In its latest not-quite-enforcement action against sellers of human cell and tissue products (HCT/Ps) without biologics licenses or in violation of the 361 HCT/P rules, the Food and Drug Administration (FDA) announced May 30 that it had sent an “untitled letter” to an Arizona company called R3 Stem Cell LLC and its chief executive, David Greene, M.D., MBA.
The letter to R3 doesn’t threaten or mention any enforcement action the agency could take; it asks the company to respond.
The company’s website, with disclaimers, describes its products as treatments for a vast variety of orthopedic conditions, including Achilles tendinitis and tears, rotator cuff tears, fractures, arthritis of the hand, wrist, hip, and knee, and stenosis of the spine, at prices of $1,000 to $8,000 per injection.
One of Dr. Greene’s blog entries, “Adipose Tissue-Derived Stem Cells for Osteoarthritis,” says, “Adipose tissue-derived stem cells (ASC)…can potentially be used in the treatment of osteoarthritis (OA),” and, “Now, through ASC-induced cartilage regeneration, we have a shot at curing OA.”
However, the FDA, in its letter, seemed less concerned about the orthopedic treatment claims than with the company’s claims of treatments for dementia, Parkinson’s disease, amyotrophic lateral sclerosis (ALS), diabetes, kidney failure, and Lyme disease.
R3’s website also claims or implies that its products can treat aging, autism, diabetes, and headaches.

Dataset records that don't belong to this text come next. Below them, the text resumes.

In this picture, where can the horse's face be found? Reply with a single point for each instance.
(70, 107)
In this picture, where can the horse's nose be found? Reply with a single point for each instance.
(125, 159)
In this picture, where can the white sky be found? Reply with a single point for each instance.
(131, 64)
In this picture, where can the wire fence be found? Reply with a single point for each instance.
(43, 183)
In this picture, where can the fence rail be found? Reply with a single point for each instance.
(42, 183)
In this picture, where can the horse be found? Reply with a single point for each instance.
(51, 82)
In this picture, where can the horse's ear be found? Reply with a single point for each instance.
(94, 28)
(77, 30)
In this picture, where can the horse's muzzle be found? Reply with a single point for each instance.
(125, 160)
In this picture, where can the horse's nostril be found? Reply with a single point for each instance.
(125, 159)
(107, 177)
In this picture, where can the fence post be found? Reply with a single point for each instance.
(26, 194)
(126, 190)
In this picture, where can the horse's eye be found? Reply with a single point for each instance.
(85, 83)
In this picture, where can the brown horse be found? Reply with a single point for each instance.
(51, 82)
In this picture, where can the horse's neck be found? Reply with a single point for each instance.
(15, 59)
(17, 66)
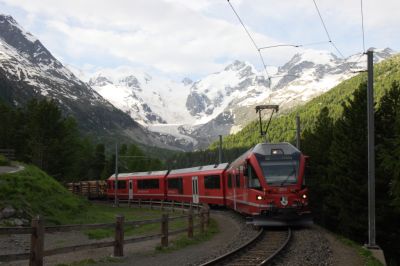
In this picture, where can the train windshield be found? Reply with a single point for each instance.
(280, 172)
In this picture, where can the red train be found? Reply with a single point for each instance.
(266, 183)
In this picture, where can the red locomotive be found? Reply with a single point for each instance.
(265, 183)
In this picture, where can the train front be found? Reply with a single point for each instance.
(284, 199)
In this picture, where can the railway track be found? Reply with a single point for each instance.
(260, 250)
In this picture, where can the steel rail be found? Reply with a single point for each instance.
(221, 260)
(270, 258)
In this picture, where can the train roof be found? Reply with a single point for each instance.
(264, 149)
(141, 174)
(268, 148)
(203, 168)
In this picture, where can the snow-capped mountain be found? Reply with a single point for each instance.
(28, 70)
(148, 100)
(223, 102)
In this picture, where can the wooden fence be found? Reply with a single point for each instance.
(38, 230)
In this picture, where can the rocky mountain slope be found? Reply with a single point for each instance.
(223, 102)
(28, 70)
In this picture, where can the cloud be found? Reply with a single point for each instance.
(181, 37)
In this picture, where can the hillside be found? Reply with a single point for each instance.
(32, 192)
(282, 127)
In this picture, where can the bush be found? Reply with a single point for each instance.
(3, 160)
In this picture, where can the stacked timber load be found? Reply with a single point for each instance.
(93, 189)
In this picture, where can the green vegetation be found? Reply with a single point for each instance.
(183, 240)
(104, 213)
(282, 128)
(3, 160)
(32, 192)
(366, 254)
(41, 135)
(334, 135)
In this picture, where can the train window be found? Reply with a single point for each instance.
(121, 184)
(212, 182)
(148, 184)
(253, 181)
(176, 183)
(237, 179)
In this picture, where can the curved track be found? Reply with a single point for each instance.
(260, 250)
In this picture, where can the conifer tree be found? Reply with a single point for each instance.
(346, 202)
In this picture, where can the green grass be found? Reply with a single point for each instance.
(101, 213)
(184, 241)
(369, 259)
(33, 192)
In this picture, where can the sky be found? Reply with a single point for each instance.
(193, 38)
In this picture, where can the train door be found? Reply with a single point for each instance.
(130, 189)
(195, 189)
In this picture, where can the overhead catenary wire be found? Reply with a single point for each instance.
(362, 25)
(251, 38)
(326, 30)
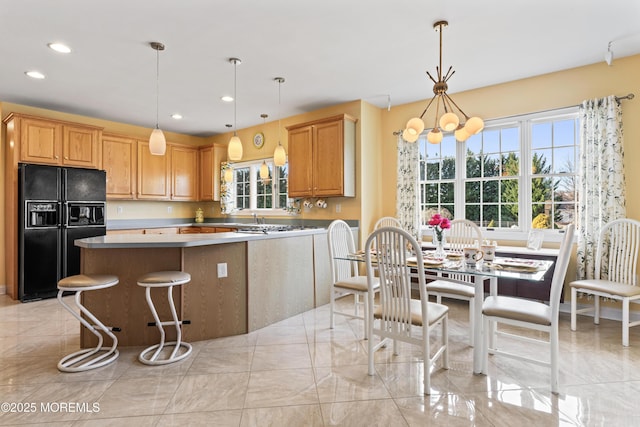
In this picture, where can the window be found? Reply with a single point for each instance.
(252, 192)
(517, 174)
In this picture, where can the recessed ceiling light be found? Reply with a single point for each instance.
(35, 74)
(59, 47)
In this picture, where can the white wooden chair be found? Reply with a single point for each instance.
(529, 314)
(615, 273)
(387, 221)
(462, 234)
(345, 277)
(399, 317)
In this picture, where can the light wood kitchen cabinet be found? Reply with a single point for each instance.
(322, 158)
(119, 160)
(58, 143)
(154, 174)
(210, 159)
(184, 173)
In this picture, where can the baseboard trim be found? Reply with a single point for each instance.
(605, 312)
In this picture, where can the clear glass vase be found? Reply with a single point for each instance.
(439, 241)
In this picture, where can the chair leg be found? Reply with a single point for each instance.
(574, 308)
(485, 346)
(426, 356)
(553, 338)
(332, 301)
(625, 322)
(472, 325)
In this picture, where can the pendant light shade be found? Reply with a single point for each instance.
(157, 141)
(279, 154)
(234, 149)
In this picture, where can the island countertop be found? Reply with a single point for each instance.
(121, 241)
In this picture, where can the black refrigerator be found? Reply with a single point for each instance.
(56, 206)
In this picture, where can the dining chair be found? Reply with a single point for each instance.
(530, 314)
(400, 317)
(387, 221)
(463, 233)
(615, 273)
(345, 276)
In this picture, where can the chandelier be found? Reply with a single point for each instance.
(449, 121)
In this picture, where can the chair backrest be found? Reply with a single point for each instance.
(617, 253)
(390, 263)
(387, 221)
(560, 271)
(463, 234)
(341, 244)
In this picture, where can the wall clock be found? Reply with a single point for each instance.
(258, 140)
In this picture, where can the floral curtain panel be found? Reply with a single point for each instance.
(407, 201)
(601, 187)
(226, 195)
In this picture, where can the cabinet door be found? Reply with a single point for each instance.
(328, 159)
(40, 142)
(119, 161)
(153, 174)
(300, 162)
(80, 146)
(206, 173)
(184, 173)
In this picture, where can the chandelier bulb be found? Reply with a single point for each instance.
(435, 136)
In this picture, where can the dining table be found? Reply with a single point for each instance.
(479, 272)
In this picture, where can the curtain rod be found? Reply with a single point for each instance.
(628, 96)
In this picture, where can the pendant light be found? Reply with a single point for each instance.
(234, 149)
(157, 141)
(279, 155)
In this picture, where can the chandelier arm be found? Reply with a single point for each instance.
(428, 105)
(431, 77)
(458, 107)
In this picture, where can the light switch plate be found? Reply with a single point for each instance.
(222, 270)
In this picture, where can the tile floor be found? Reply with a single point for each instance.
(300, 373)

One affiliated clinic in California had this come-on at its website home page: “Indications: Repair and regenerate damaged tendons, ligaments & cartilage from arthritis or sports injuries. Hair restoration & PRP facelifts too!”
We didn’t check to see whether the clinic was claiming all that could be accomplished with just one treatment.
The FDA letter says that R3 Stem Cell offers its therapies at affiliates “throughout the United States.” An FDA spokeswoman said, “The FDA has notified each of R3 Stem Cell, LLC’s more than 50 affiliate centers or clinics of this action.”
A search using R3’s “Find a Clinic” application at its website found more than two dozen affiliates, more than half in California, in a search of about a dozen states.
The FDA letter accuses R3 of failing to comply with FDA regulation, saying, “Based on a review of your website, it appears that R3 Stem Cell, LLC does not qualify for any exception in 21 CFR 1271.15 and the stem cell therapies offered by R3 Stem Cell, LLC are intended for nonhomologous uses and would be regulated as drugs as defined in section 201(g) of the FD&C Act [21 U.S.C. 321(g)] and biological products as defined in section 351(I) of the PHS Act [42 U.S.C. 262(I)]. In order to lawfully market a drug that is also a biological product, a valid biologics license must be in effect [42 U.S.C. 262(a)].”
It adds: “We note that your products are intended to treat a variety of serious or life-threatening diseases or conditions. Such unapproved uses raise potential significant safety concerns. Additionally, because the products are administered by various higher risk routes of administration, including IV, their use, if contaminated could cause a range of adverse events.”
The letter is FDA’s latest announced action under its 36-month period of “enforcement discretion” which ends in November 2020, under which it does a lot more coaching and counseling of companies to come into compliance than drastic enforcement actions. It’s the 46th such letter the agency has sent, an FDA press release says.
We emailed Dr. Greene asking for his comments on the FDA letter.